1 The Predictable Planet

If they existed, weather forecasters on planet HD 189733b would have it easy. The temperature does not change much: highs around 1700 degrees Fahrenheit, lows near 1200, and winds eight times faster than the speed of sound on Earth.

2 Endless Summer

This alien world is so close to its star that a year—one orbit—takes only 53 hours. Like other close orbiters, planet HD 189733b takes as long to complete a turn on its axis as it does to finish its orbit. Thus the same side of the planet always faces the sun, absorbing the full force of its heat. As a result, the planet’s day is the same length as its year. The center of the map marks the place where the sun is always directly overhead.

3 Hot and Windy

The sun may be shining right on the center of the map, but the hottest locale on the planet is actually located about 30 degrees east. The map’s creators say that the surprising discrepancy provides strong evidence of supersonic winds that blast heat around the planet. The temperature at HD 189733b’s hot spot might reach as high as 1700 degrees Fahrenheit, about the melting point of silver and roughly the same temperature as the furnaces used to cremate human remains. And the days are endless—night exists only on the other side of the planet.

4 All Night Long

Even though the other side of planet HD 189733b is perpetual night, it’s not much cooler in the shade. Temperatures on the nightside dip only as low as about 1200 degrees Fahrenheit. While a 500-degree difference is significant on Earth, for a gaseous “hot Jupiter”-type planet it’s remarkably small. The planet’s surprisingly limited range of temperatures provides further evidence of strong winds.

5 Strange Currents

One might expect the coldest spot on the planet to be the darkest—or at least farthest from the hot spot. Neither is true.

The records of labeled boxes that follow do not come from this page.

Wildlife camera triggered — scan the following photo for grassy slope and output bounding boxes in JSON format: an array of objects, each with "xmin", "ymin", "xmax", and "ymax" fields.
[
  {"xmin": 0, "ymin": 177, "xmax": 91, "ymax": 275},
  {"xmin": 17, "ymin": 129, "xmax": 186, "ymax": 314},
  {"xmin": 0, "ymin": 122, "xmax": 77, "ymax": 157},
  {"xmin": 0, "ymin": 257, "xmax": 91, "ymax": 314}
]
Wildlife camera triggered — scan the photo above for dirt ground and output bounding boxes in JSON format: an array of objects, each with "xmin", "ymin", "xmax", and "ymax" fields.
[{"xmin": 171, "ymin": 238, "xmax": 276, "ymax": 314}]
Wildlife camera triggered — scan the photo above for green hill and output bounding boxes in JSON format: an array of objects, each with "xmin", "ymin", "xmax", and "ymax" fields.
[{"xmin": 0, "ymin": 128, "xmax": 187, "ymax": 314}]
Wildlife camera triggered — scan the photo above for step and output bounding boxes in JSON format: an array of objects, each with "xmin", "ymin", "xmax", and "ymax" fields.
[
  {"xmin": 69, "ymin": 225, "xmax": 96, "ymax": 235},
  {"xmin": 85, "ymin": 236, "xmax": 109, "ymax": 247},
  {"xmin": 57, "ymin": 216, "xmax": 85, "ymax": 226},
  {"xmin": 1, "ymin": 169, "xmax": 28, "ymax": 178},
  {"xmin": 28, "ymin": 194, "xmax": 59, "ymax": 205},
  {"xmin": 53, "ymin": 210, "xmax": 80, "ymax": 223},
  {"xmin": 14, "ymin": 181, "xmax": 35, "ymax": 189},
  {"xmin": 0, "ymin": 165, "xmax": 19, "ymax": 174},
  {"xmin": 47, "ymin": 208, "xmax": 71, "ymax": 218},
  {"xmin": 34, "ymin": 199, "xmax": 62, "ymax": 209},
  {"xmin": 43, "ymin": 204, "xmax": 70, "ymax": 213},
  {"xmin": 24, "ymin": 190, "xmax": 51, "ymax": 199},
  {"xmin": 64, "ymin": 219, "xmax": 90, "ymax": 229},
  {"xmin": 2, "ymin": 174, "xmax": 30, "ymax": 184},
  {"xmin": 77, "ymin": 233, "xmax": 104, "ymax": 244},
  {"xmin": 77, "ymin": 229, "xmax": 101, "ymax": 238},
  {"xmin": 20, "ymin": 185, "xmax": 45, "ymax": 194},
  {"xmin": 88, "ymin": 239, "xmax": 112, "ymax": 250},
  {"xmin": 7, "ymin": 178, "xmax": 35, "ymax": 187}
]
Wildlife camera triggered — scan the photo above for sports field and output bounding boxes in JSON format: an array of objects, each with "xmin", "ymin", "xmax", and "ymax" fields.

Unlike the hot spot, which is shifted east, the coldest spot lies 30 degrees west of its expected location. “It’s a little weird that the hot spot and the cold spot are shifted in different directions,” says Heather Knutson, one of the Harvard University astronomers who produced the map. “There may be winds going in different directions.”

6 But No Chance of Rain

In addition to its high winds and searing temperatures, HD 189733b is also remarkable for what it doesn’t have. Spectrographic analysis suggests the atmosphere lacks water, carbon dioxide, and methane. This contradicts predictions, because massive planets are thought to have makeups similar to their stars, and HD 189733b’s star is rich in hydrogen, oxygen, and carbon. Regardless, it means no rain.